Apparently, FOX blinked Friday in its dispute with Seattle’s KCPQ Channel 13, ending for now the network’s attempt to buy the station from its owner, Tribune Media Co. In exchange for more revenue from annual operations, FOX agreed to extend its affiliation, which includes nine Seahawks games this season, through July 2018.

In an attempt to force a deal, 21st Century Fox recently purchased for $10 million a small station in Bellingham, KBCB-TV, and threatened to switch its affiliation there if Tribune did not sell. While cable and satellite TV consumers would not have been impacted, the increasing number of over-the-air consumers of the free broadcast signal would have been out of luck if they lived anywhere south of central Seattle, beyond the range of of KBCB.

Besides angering some customers, FOX would have had to invest millions in creating a full-service station, which now carries only a syndicated, 24-hour shopping network, to become the fifth major commercial channel in a crowded market of dwindling users of commercial TV.

Apparently, FOX figured that it wasn’t such a good idea, and withdrew its termination notice issued to Tribune and KCPQ last week.

But FOX’s ambition to be an owner in the Seattle market may not have ended.
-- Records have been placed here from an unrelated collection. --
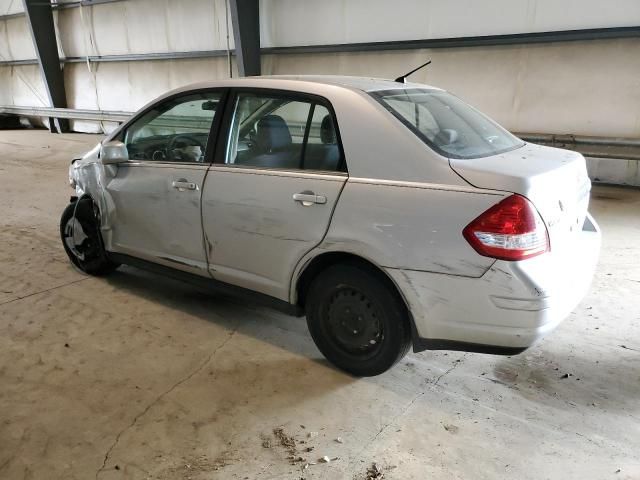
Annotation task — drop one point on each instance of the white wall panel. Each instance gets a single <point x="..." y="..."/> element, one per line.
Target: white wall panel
<point x="295" y="22"/>
<point x="585" y="88"/>
<point x="15" y="39"/>
<point x="144" y="26"/>
<point x="128" y="86"/>
<point x="22" y="85"/>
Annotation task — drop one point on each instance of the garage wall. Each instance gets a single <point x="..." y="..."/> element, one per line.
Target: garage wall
<point x="295" y="22"/>
<point x="550" y="88"/>
<point x="546" y="88"/>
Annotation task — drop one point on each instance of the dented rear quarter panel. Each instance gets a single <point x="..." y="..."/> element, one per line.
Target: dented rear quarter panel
<point x="409" y="225"/>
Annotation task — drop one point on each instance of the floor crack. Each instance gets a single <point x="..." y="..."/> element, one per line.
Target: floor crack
<point x="453" y="367"/>
<point x="133" y="423"/>
<point x="43" y="291"/>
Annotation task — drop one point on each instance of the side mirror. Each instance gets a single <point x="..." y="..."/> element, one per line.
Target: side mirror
<point x="112" y="153"/>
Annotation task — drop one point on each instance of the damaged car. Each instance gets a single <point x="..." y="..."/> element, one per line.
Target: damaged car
<point x="392" y="215"/>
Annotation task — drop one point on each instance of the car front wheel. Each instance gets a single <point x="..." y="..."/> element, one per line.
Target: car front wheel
<point x="80" y="234"/>
<point x="356" y="320"/>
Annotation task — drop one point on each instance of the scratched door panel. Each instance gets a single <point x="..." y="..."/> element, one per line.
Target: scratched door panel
<point x="155" y="219"/>
<point x="256" y="232"/>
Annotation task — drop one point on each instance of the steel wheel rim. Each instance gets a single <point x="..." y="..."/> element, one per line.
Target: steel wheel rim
<point x="76" y="239"/>
<point x="353" y="323"/>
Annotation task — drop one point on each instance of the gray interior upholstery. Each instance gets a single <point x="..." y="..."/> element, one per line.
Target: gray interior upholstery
<point x="273" y="147"/>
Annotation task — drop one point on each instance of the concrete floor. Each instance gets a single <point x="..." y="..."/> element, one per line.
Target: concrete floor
<point x="136" y="376"/>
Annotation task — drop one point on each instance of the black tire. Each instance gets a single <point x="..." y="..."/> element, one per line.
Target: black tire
<point x="89" y="254"/>
<point x="357" y="320"/>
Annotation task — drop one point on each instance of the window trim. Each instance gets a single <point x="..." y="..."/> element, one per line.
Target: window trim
<point x="223" y="133"/>
<point x="214" y="129"/>
<point x="378" y="96"/>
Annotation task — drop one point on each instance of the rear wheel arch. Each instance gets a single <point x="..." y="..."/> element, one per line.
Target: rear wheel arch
<point x="325" y="260"/>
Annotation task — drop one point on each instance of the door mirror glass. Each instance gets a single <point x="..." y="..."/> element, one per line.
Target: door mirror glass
<point x="114" y="152"/>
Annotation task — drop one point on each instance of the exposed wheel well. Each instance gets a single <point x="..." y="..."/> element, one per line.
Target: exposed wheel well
<point x="326" y="260"/>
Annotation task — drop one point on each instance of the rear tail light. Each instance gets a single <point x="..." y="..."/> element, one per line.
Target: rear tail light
<point x="510" y="230"/>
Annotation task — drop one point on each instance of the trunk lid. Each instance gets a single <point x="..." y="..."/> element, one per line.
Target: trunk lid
<point x="554" y="180"/>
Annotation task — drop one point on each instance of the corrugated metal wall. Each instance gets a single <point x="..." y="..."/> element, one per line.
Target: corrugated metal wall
<point x="587" y="87"/>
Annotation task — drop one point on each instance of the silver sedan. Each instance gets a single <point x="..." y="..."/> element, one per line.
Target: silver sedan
<point x="390" y="214"/>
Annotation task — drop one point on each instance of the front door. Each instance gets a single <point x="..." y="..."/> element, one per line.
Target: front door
<point x="157" y="193"/>
<point x="271" y="193"/>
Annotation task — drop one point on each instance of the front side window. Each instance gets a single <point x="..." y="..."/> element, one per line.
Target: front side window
<point x="447" y="124"/>
<point x="282" y="133"/>
<point x="174" y="131"/>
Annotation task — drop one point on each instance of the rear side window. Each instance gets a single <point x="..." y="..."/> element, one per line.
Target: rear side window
<point x="282" y="133"/>
<point x="447" y="124"/>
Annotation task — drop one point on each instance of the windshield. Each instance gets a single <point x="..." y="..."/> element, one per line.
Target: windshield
<point x="447" y="124"/>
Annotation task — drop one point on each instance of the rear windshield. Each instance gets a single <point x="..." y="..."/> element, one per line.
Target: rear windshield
<point x="447" y="124"/>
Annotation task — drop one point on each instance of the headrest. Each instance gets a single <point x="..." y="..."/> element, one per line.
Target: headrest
<point x="273" y="133"/>
<point x="327" y="132"/>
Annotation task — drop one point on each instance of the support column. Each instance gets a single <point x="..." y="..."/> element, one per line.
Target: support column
<point x="40" y="17"/>
<point x="245" y="18"/>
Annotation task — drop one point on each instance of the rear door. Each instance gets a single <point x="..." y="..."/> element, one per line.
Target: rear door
<point x="271" y="192"/>
<point x="157" y="193"/>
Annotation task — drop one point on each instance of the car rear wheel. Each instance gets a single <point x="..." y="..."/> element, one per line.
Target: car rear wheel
<point x="80" y="234"/>
<point x="356" y="320"/>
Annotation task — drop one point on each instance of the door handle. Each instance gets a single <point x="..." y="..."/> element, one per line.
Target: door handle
<point x="183" y="185"/>
<point x="308" y="198"/>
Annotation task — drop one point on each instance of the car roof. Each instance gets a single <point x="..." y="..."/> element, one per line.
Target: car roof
<point x="364" y="84"/>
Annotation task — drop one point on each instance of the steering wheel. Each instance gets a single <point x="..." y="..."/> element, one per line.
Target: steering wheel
<point x="187" y="138"/>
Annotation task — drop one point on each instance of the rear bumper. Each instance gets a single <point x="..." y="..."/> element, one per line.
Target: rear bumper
<point x="509" y="308"/>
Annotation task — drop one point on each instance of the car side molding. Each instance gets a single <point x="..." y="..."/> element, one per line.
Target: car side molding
<point x="422" y="344"/>
<point x="208" y="284"/>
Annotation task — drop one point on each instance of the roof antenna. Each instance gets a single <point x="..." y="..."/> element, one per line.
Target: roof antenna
<point x="403" y="78"/>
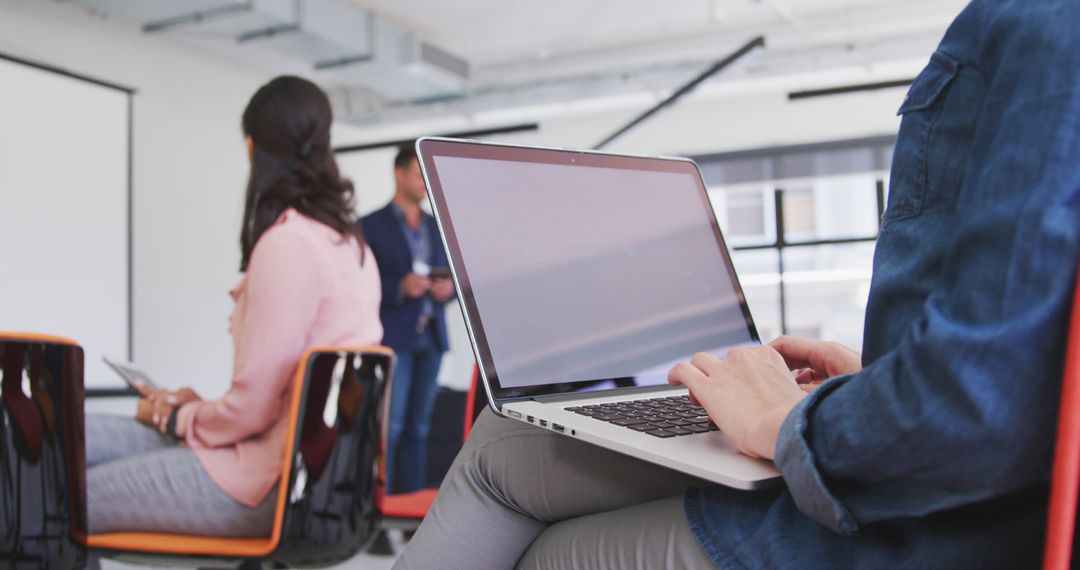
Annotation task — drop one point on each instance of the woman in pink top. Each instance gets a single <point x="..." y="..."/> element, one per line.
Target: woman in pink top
<point x="198" y="466"/>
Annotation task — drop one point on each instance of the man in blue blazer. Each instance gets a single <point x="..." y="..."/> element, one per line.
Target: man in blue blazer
<point x="416" y="285"/>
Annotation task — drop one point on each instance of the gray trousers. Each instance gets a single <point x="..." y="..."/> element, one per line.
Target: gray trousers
<point x="138" y="479"/>
<point x="523" y="497"/>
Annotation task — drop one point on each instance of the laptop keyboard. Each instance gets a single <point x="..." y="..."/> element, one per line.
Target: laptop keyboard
<point x="663" y="417"/>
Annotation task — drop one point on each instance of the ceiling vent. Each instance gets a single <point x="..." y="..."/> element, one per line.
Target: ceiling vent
<point x="339" y="42"/>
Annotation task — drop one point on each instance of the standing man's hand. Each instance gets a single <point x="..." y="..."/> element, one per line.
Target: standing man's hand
<point x="747" y="394"/>
<point x="815" y="361"/>
<point x="442" y="289"/>
<point x="414" y="286"/>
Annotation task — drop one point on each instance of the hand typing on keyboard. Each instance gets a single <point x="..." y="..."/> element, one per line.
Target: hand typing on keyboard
<point x="748" y="394"/>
The new July 2018 end date for affiliation coincides with the expiration of seven other Tribune-owned stations with FOX affiliations. Depending on market conditions and company needs, Tribune could sell some or all of its FOX-affiliated stations at one time.

FOX’s national ambitions are clear: It owns and operates stations in 12 of the 16 National Football Conference markets, for which it has exclusive broadcast rights. For years, it has been pursuing a station in Seattle, one of four NFC cities where it lacks an “O-and-O” station, which is considered a more lucrative business option.

Shut out of Seattle, FOX tried an end-around via Bellingham. Instead, it settled on Tribune paying additional programming fees to FOX for the prime time and sports content provided by the network. A press release said, “Tribune expects that, for the term of the agreement, KCPQ will deliver profitability in excess of its previously disclosed 2013 annual (return) of $13 million” in revenues.

“We are pleased to have secured a multi-year agreement with FOX to extend our affiliation with KCPQ-TV in Seattle through July 2018,” Peter Liguori, president and chief executive officer of Tribune Media, said in the release  “Tribune is not only FOX’s largest local affiliate group, but also has a far-reaching business partnership with FOX on nearly 20 syndicated programs as well as Salem, a WGN America original series.”

Besides football Sundays and four preseason Seahawks games, KCPQ carries FOX prime-time programming from 8 p.m. to 10 p.m. Monday through Friday, as well as other NFL games, the World Series and some Pac-12 football and NASCAR races.